Open Cervator opened 8 years ago

Cervator commented 8 years ago

As noted in #2494 whitelisting the entire java.awt package may be overkill and sneaky things could exist in there that could be a security risk for the module sandbox. We also probably don't need most of it. Packages java.awt.geom and java.awt.image are also whitelisted but might be less trouble.

Two ways to approach:

  1. Go through the java.awt package and look for scary classes (anything that allows file or socket access, that sort of thing). If there are no dubious classes we're probably OK and this could be closed
  2. Simply take off the java.awt package, see what happens! Likely the game will crash with a ClassNotFound style error. Add that one class instead (to the CLASSES list instead of the PACKAGES list), rinse, repeat.

To fully exercise modules potentially using AWT may have to try a few sets of modules (JoshariasSurvival, LightAndShadow, GooeysQuests, MedievalCities). Can run the game itself from source but copy in all modules from a game zip into /modules (except the few that are bundled with the engine) to test more easily.

Since that process is more about playing the game till it crashes this might not be too hard to test out some. At least option 2. And we need some more proper testers anyway, this could be good practice! :-)

Whitelist is edited in ExternalApiWhitelist.java

engiValk commented 7 years ago

So, AWT has a huge amount of files and also calls the use of A LOT of different .jar files. Notably the security ones. While from what I've seen it does look fairly safe, its probably not worth the risk, it uses over 2000 files alone. Its very likely something we don't want can slip through the cracks.

I am still working through it to find any holes that I can but it will take a long time, I'd personally recommended just white listing what we need, or, at least be very careful up until the point I can review everything and give a more direct answer, but that could take about a month of me reading it all.

Cervator commented 7 years ago

Thanks for the initial look @engiValk :-)

I would definitely start looking at just whatever Terasology actually uses (project search for java.awt ?) then consider whether whatever usage could be whitelisted on its own or has a superior replacement. Then take the big AWT item off the whitelist entirely rather than worry about all that stuff.
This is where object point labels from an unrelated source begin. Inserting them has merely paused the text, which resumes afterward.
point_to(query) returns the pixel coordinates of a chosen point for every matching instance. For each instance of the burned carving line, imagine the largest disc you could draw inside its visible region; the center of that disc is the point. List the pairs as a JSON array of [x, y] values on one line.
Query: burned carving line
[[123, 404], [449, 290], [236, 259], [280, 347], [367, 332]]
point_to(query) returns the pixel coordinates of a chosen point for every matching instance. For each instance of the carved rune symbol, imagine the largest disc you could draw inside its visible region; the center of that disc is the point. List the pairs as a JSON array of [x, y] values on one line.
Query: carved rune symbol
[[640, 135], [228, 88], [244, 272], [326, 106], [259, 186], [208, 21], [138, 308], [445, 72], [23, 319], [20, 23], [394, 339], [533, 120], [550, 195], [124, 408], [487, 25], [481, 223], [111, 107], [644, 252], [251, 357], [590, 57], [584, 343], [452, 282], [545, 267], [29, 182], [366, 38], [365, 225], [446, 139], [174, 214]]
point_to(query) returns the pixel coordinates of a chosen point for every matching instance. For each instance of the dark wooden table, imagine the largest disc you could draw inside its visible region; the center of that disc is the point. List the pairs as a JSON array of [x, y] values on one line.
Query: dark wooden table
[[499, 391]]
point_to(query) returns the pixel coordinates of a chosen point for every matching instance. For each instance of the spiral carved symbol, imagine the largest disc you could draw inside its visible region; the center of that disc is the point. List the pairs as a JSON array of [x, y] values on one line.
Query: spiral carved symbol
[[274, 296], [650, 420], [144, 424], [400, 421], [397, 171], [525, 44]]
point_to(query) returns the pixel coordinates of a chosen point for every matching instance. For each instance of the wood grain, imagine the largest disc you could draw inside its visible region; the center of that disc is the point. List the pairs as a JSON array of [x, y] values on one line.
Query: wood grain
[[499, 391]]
skaldarnar commented 7 years ago

I quickly greped the occurrences of java.awt in the main project (no additional modules). Here's a sorted list of the inputs. If it is not too much hassle, the start import could be removed alongside the whitelist changes.

import java.awt.*;
import java.awt.BorderLayout;
import java.awt.Canvas;
import java.awt.Color;
import java.awt.Component;
import java.awt.Dimension;
import java.awt.Graphics2D;
import java.awt.Graphics;
import java.awt.GraphicsEnvironment;
import java.awt.Point;
import java.awt.Rectangle;
import java.awt.RenderingHints;
import java.awt.Toolkit;
import java.awt.datatransfer.Clipboard;
import java.awt.datatransfer.DataFlavor;
import java.awt.datatransfer.StringSelection;
import java.awt.datatransfer.Transferable;
import java.awt.datatransfer.UnsupportedFlavorException;
import java.awt.event.ActionEvent;
import java.awt.event.ActionListener;
import java.awt.event.ComponentEvent;
import java.awt.event.ComponentListener;
import java.awt.event.MouseEvent;
import java.awt.event.MouseListener;
import java.awt.event.MouseMotionListener;
import java.awt.event.MouseWheelEvent;
import java.awt.event.MouseWheelListener;
import java.awt.event.WindowEvent;
import java.awt.event.WindowListener;
import java.awt.geom.Rectangle2D;
import java.awt.image.BufferedImage;
import java.awt.image.ColorModel;
import java.awt.image.DataBufferByte;
import java.awt.image.DataBufferInt;
import java.awt.image.DirectColorModel;
import java.awt.image.Raster;
import java.awt.image.WritableRaster;
Cervator commented 7 years ago

More research posted by @smsunarto over at http://forum.terasology.org/threads/java-awt-whitelist.1741/#post-14374

iojw commented 7 years ago

Also chiming in with the research I did a while back containing some more potentially harmful classes as well as a breakdown of the usage of java.awt 🙂

http://forum.terasology.org/threads/java-awt-whitelist-research.1726/

skaldarnar commented 7 years ago

I just merged the two threads into http://forum.terasology.org/threads/java-awt-whitelist.1741/

Anyone interested in taking on this issue. I think there is a clear line of what is needed (should be whitelisted) and what is not. Can we also do it the other way around and blacklist the potentially harmful parts of AWT?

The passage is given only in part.